Anteayer, mientras escuchaba el discurso que el presidente del Gobierno de España pronunció tras el Consejo de Ministros extraordinario, no podía por menos de preguntarme por qué ese hombre había tardado tanto en decir lo que estaba diciendo. Teniendo en cuenta que, como él mismo reconoció en su intervención, el desafío del Gobierno de la Generalitat y del Parlamento de Cataluña era ya cosa vieja, ¿a qué haber esperado tanto tiempo en contestar con las palabras justas, ni una más ni una menos, a quienes con su proceder ponían en cuestión el propio Estado de derecho? La única explicación a semejante demora cabe buscarla en el complejo con que los sucesivos gobiernos de España y muchísimos ciudadanos españoles han tratado siempre al nacionalismo, sea este de matriz catalana, vasca, gallega o de nueva planta. Un complejo en el que se mezclan, a partes iguales, temor y mala conciencia. Temor a que una negativa a sus demandas derive en una inestabilidad mayor que la existente; mala conciencia o sentimiento de culpa por lo que los gobiernos de la España franquista —y, según como, de la España a secas— hicieron o dejaron de hacer con cuantos aparejos sirven a esos nacionalismos como signo de identidad.
Mariano Rajoy no dijo sino lo que cualquier gobernante de un Estado democrático habría dicho desde el primer momento ante las pretensiones de un movimiento secesionista
Y es que, si bien se mira, anteayer Mariano Rajoy no dijo sino lo que cualquier gobernante de un Estado democrático habría dicho desde el primer momento ante las pretensiones de un movimiento secesionista.
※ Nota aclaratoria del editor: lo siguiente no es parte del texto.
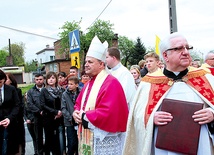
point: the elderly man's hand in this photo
(162, 118)
(203, 116)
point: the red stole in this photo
(211, 70)
(160, 84)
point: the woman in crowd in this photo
(50, 100)
(62, 80)
(20, 121)
(136, 74)
(84, 77)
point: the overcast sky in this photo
(131, 18)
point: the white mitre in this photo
(97, 49)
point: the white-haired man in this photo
(101, 109)
(177, 81)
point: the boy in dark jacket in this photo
(67, 107)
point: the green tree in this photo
(103, 30)
(64, 35)
(138, 52)
(126, 47)
(3, 57)
(31, 66)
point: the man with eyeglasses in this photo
(33, 102)
(178, 82)
(209, 62)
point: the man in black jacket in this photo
(9, 108)
(34, 105)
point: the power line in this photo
(99, 14)
(28, 32)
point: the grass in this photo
(25, 87)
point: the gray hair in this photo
(208, 54)
(166, 44)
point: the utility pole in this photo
(172, 16)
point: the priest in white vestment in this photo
(177, 81)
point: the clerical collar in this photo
(116, 67)
(172, 75)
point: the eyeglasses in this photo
(180, 48)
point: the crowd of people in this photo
(109, 109)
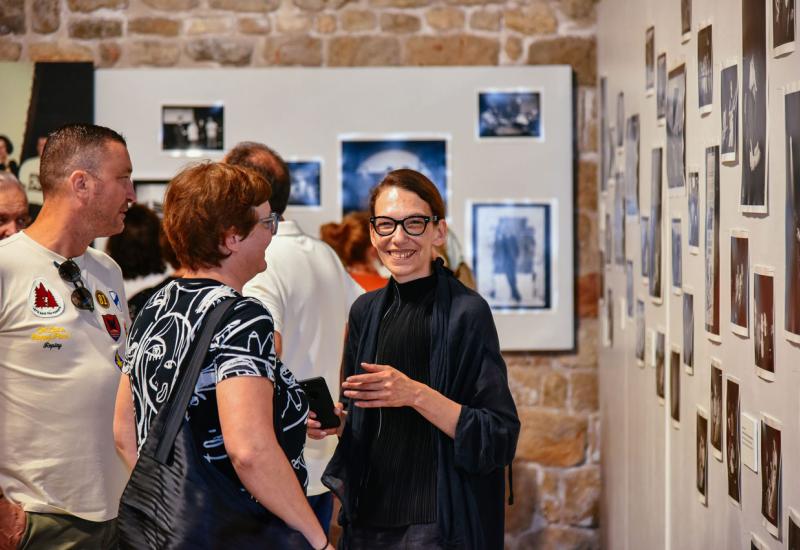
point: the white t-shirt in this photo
(59, 371)
(309, 294)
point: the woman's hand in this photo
(382, 386)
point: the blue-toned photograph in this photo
(366, 161)
(509, 114)
(305, 177)
(511, 254)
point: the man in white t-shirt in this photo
(62, 331)
(309, 294)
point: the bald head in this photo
(13, 206)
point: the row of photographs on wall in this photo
(191, 130)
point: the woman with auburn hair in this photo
(350, 240)
(247, 412)
(431, 424)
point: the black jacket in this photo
(466, 366)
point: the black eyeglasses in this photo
(413, 225)
(81, 297)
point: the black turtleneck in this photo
(400, 486)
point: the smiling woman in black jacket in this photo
(432, 424)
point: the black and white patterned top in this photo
(243, 345)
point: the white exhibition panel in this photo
(303, 114)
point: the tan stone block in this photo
(87, 6)
(245, 5)
(254, 25)
(582, 496)
(9, 51)
(358, 20)
(225, 51)
(534, 19)
(485, 20)
(46, 16)
(551, 439)
(452, 50)
(445, 18)
(579, 52)
(554, 391)
(154, 25)
(51, 51)
(152, 53)
(88, 29)
(293, 50)
(400, 23)
(358, 51)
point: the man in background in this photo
(309, 294)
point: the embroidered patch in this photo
(112, 326)
(44, 300)
(101, 298)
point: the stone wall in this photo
(557, 480)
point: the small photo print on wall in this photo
(764, 321)
(305, 188)
(771, 474)
(783, 27)
(729, 101)
(510, 114)
(733, 457)
(511, 253)
(740, 282)
(676, 134)
(716, 408)
(366, 160)
(702, 456)
(705, 70)
(190, 130)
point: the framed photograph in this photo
(676, 131)
(771, 475)
(510, 114)
(712, 317)
(705, 70)
(512, 253)
(729, 105)
(694, 212)
(732, 438)
(193, 129)
(305, 189)
(716, 408)
(688, 329)
(754, 107)
(764, 321)
(367, 159)
(783, 27)
(740, 282)
(650, 61)
(702, 455)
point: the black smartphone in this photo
(320, 401)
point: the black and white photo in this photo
(729, 102)
(676, 130)
(771, 474)
(740, 282)
(712, 266)
(511, 254)
(192, 128)
(754, 107)
(764, 321)
(509, 114)
(705, 70)
(732, 455)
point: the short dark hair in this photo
(73, 147)
(269, 165)
(413, 181)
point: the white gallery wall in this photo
(650, 467)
Que no hay democracia sin ley. Que todo cuanto afecta al conjunto de los españoles —como es, por ejemplo, la integridad territorial del país— debe ser decidido por el conjunto de los españoles. Que nuestro código de barras democrático, aquello que nos hace ciudadanos libres e iguales, es la Constitución de 1978, y que a ella debemos remitirnos mientras no exista otra. Que todo se puede hablar y discutir, faltaría más, siempre y cuando se acepten las reglas del juego, o sea, siempre y cuando se acate el marco jurídico vigente. Que, en definitiva y tal y como se desprende de todo lo anterior, ni la ley de consultas catalana ni la convocatoria a las urnas que de ella emana pueden haber lugar.
Pero también es cierto que esa demora del presidente del Gobierno en proclamar lo obvio no debería achacarse, como tantas veces se ha hecho, a la premiosidad que le caracteriza o, en el mejor de los casos, a la prudencia que hay que esperar de cualquier gobernante. O no sólo a eso. También, y de forma especial, a la ausencia en España de un verdadero sentimiento de ciudadanía. Al fin y al cabo, los políticos no son más que un reflejo de la sociedad a la que representan; se mueven al son que marcan sus electores, y si estos no les apremian en un determinado sentido, difícilmente van a ser ellos quienes tomen la iniciativa.
Y no es que la palabra ciudadanía no se haya oído ni continúe oyéndose por estos pagos. Piénsese en la malhadada asignatura de ESO y Bachillerato con la que parecía que el anterior presidente del Gobierno iba a cambiar la suerte de generaciones de jóvenes españoles y que no logró superar las embestidas de la Conferencia Episcopal, por un lado, y de los muy izquierdosos autores de libros de texto, por otro. O piénsese en el uso tan impropio como políticamente correcto que se hace hoy del vocablo como superador de un plural, ciudadanos, que acarrea una notoria mancha de género. Pero no me refiero, claro está, a ninguna de esas acepciones del término, sino a la ciudadanía como compendio de los deberes y derechos inherentes a la condición de ciudadano. Es este y no otro el significado que en verdad nos concierne y cuya concreción en hechos tanto echamos en falta. Porque los españoles somos ciudadanos libres e iguales en virtud de esa Constitución de 1978 que tanto nos costó levantar y que hemos convertido entre casi todos, por acción u omisión y siguiendo la estela de los nacionalismos, en el sumidero de nuestras peores frustraciones. Lejos de comportarnos como sujetos políticos, de intervenir en los asuntos públicos en la medida en que todo lo público nos compete, de defender lo que sí importa, la inmensa mayoría de los españoles nos hemos acostumbrado a una suerte de vagancia cívica mientras una minoría diligente no descansaba en su afán por laminar nuestra ciudadanía.
Hasta hoy. Y lo más triste es que lo que pase mañana acaso ya no dependa sólo de nuestra voluntad.